Measuring the Effectiveness of Error Messages Designed for Novice Programmers

My latest paper was accepted at SIGSCE. I will be speaking in Dallas in March.

If you have any interest on teaching programming to beginners, I invite you to read the pdf. It's an exploration of one factor that is largely ignored when people choose a language to teach with: how well do the error messages support learning? Of course, the answer is "not very well." But the surprise is that, even in a project that has spent considerable amount of time thinking and refining its error messages, we found considerable opportunity for improvement, simply by looking at students' behavior closely.

Here's the abstract, and a link to the paper.

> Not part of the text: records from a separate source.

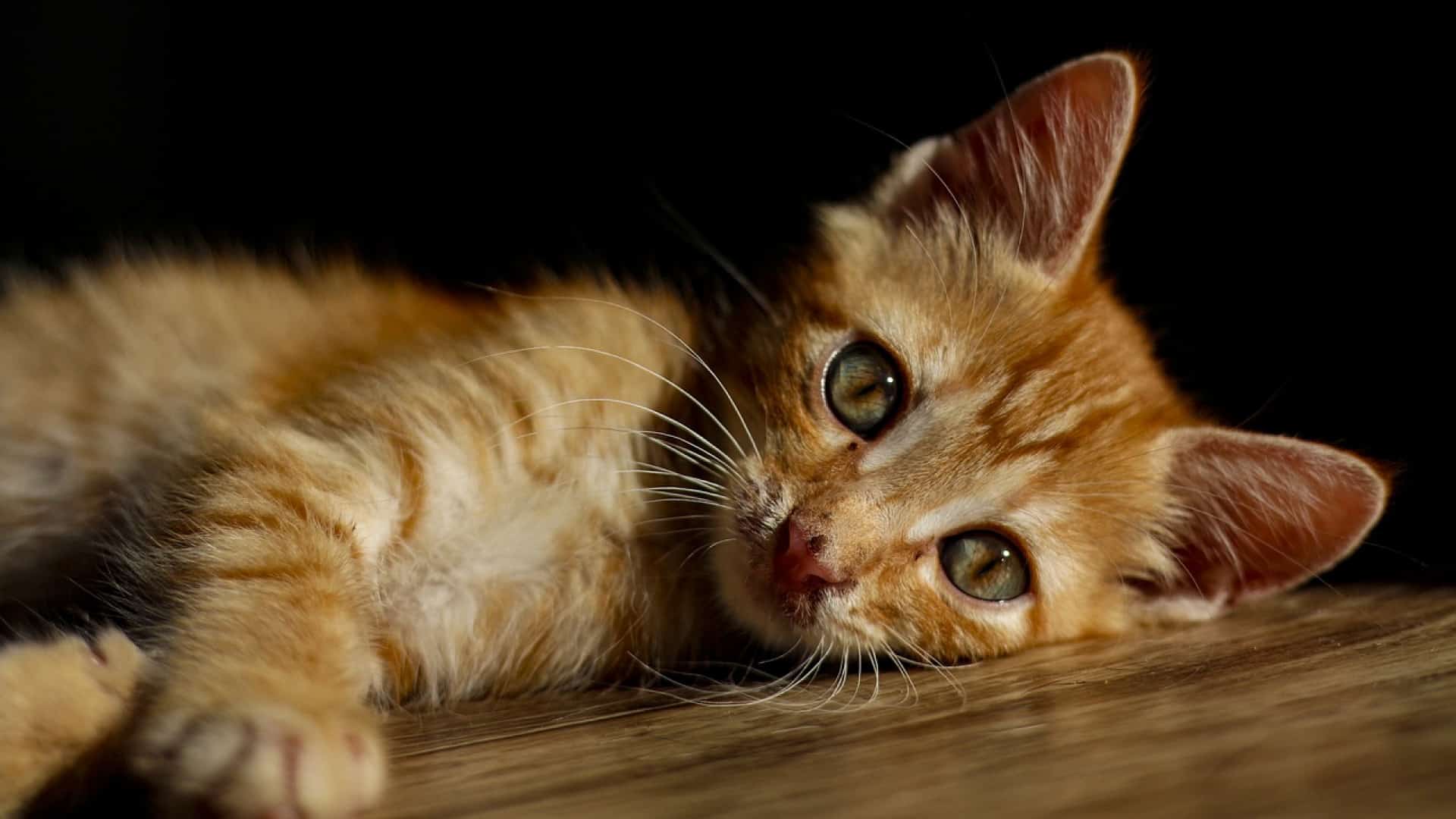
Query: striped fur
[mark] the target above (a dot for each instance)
(313, 494)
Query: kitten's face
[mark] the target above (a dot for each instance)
(970, 455)
(968, 445)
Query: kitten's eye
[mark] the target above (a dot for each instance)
(984, 566)
(862, 388)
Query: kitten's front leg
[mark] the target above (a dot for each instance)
(259, 703)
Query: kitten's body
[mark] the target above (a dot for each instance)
(356, 490)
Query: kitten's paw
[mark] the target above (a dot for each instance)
(265, 760)
(57, 700)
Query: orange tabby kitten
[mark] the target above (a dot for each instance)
(941, 438)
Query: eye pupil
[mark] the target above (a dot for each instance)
(984, 566)
(862, 388)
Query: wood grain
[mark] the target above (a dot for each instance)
(1329, 701)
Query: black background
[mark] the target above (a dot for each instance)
(1279, 222)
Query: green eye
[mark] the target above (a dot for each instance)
(864, 388)
(984, 566)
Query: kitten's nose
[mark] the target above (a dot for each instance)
(797, 567)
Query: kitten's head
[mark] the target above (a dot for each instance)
(968, 444)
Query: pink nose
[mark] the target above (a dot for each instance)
(797, 567)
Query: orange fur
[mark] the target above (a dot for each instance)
(369, 491)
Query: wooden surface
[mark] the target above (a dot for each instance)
(1313, 704)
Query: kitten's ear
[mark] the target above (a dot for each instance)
(1257, 515)
(1037, 169)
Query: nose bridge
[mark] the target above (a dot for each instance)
(848, 512)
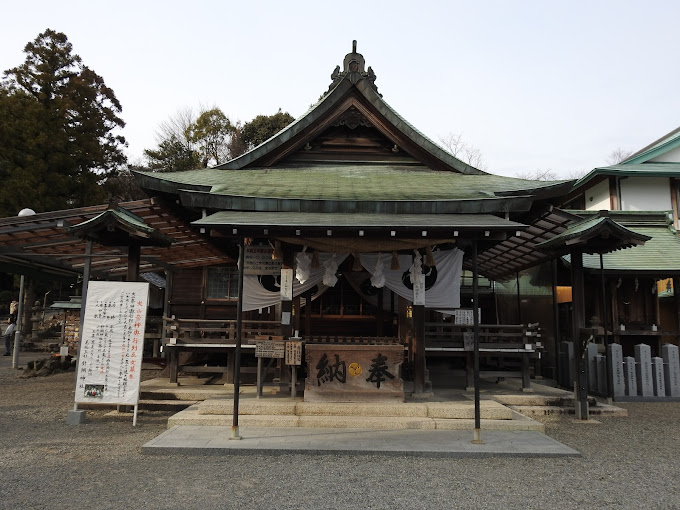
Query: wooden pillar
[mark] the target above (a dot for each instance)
(308, 313)
(556, 323)
(296, 314)
(237, 349)
(134, 254)
(419, 349)
(578, 321)
(605, 324)
(475, 322)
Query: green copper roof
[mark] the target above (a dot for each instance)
(656, 148)
(630, 170)
(346, 182)
(359, 220)
(599, 234)
(330, 102)
(659, 256)
(123, 220)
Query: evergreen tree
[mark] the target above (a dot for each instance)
(58, 123)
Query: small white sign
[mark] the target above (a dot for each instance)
(270, 349)
(258, 260)
(294, 352)
(286, 284)
(468, 341)
(465, 316)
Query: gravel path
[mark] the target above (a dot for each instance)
(629, 462)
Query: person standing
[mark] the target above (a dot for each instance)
(12, 321)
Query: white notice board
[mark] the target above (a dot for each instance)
(110, 354)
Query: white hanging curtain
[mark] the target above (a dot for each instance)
(261, 291)
(442, 282)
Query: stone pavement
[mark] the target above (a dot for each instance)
(214, 440)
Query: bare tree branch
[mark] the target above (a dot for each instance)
(540, 174)
(618, 155)
(454, 143)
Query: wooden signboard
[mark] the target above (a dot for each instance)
(258, 260)
(110, 354)
(270, 349)
(294, 352)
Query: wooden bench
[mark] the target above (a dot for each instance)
(209, 336)
(499, 342)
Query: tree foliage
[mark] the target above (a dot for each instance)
(58, 130)
(263, 127)
(186, 142)
(172, 155)
(210, 133)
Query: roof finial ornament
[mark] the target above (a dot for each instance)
(354, 69)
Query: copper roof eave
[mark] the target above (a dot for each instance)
(599, 234)
(518, 203)
(519, 252)
(42, 240)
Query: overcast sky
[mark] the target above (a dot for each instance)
(531, 84)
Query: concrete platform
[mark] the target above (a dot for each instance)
(211, 440)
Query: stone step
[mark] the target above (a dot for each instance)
(165, 405)
(539, 400)
(191, 416)
(446, 410)
(598, 410)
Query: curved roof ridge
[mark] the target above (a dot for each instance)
(353, 77)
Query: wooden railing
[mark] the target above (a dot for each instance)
(206, 336)
(497, 344)
(491, 336)
(352, 340)
(215, 331)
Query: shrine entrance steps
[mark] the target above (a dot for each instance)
(264, 412)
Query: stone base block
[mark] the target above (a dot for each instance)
(76, 417)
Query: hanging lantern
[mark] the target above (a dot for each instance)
(417, 266)
(356, 266)
(278, 253)
(329, 277)
(429, 257)
(378, 278)
(394, 266)
(303, 265)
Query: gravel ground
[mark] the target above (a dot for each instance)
(629, 462)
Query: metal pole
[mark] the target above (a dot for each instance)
(475, 321)
(86, 281)
(237, 350)
(519, 300)
(578, 322)
(17, 332)
(605, 322)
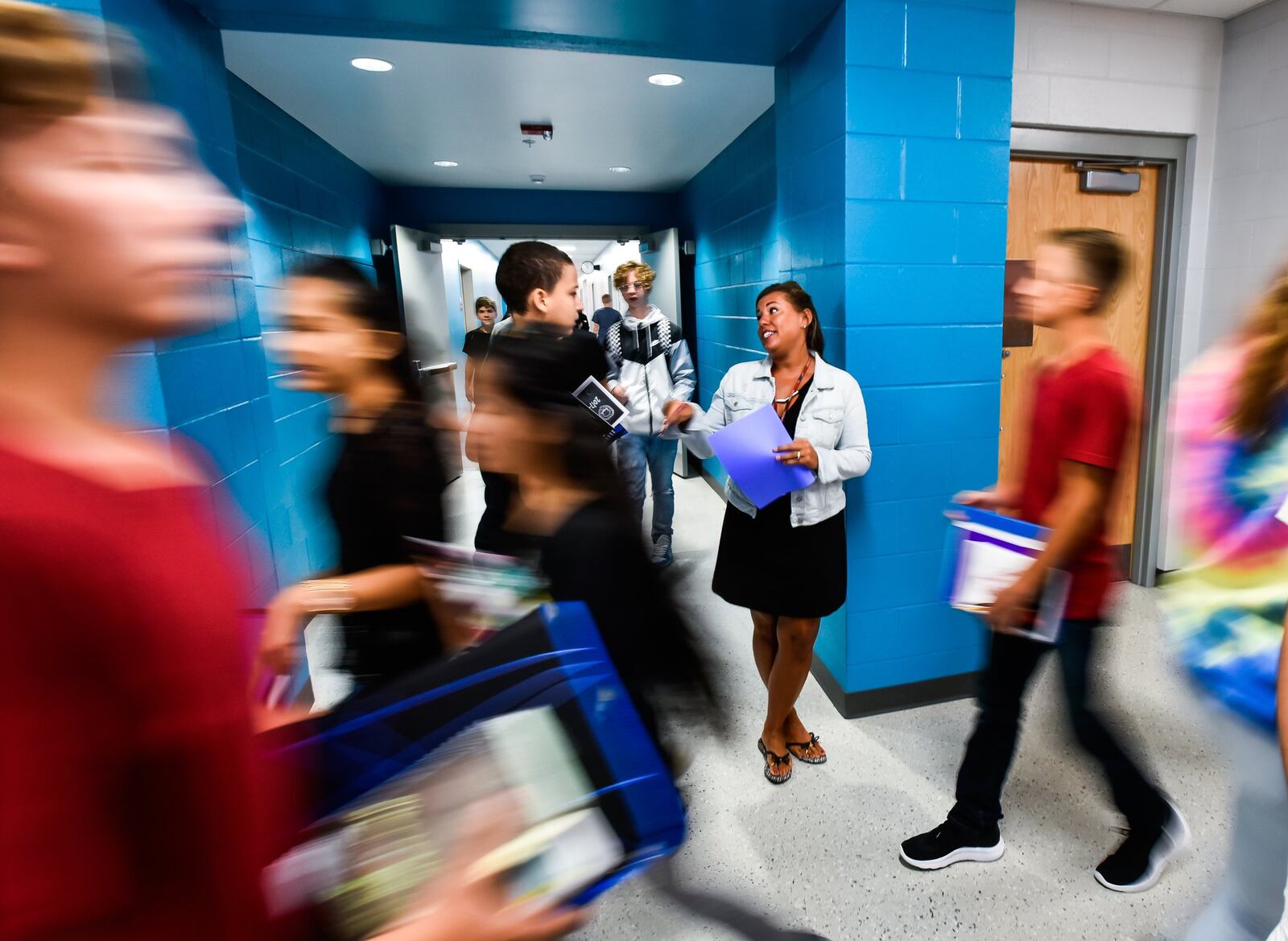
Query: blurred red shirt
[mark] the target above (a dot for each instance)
(129, 806)
(1082, 412)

Good error messages are critical for novice programmers. Many projects attempt to rewrite expert-level error messages in terms suitable for novices. DrScheme's language levels provide a powerful alternative through which error messages are customized to pedagogically-inspired language subsets. Despite this, many novices still struggle to work effectively with DrScheme's error messages. To better understand why, we study the effectiveness of DrScheme's error messages. Unlike existing work in this area, we study messages at a fine-grained level by analyzing the edits students make in response to various classes of errors. We present our rubric, apply it to a course-worth of student lab work, and describe what we have learned about using the rubric effectively.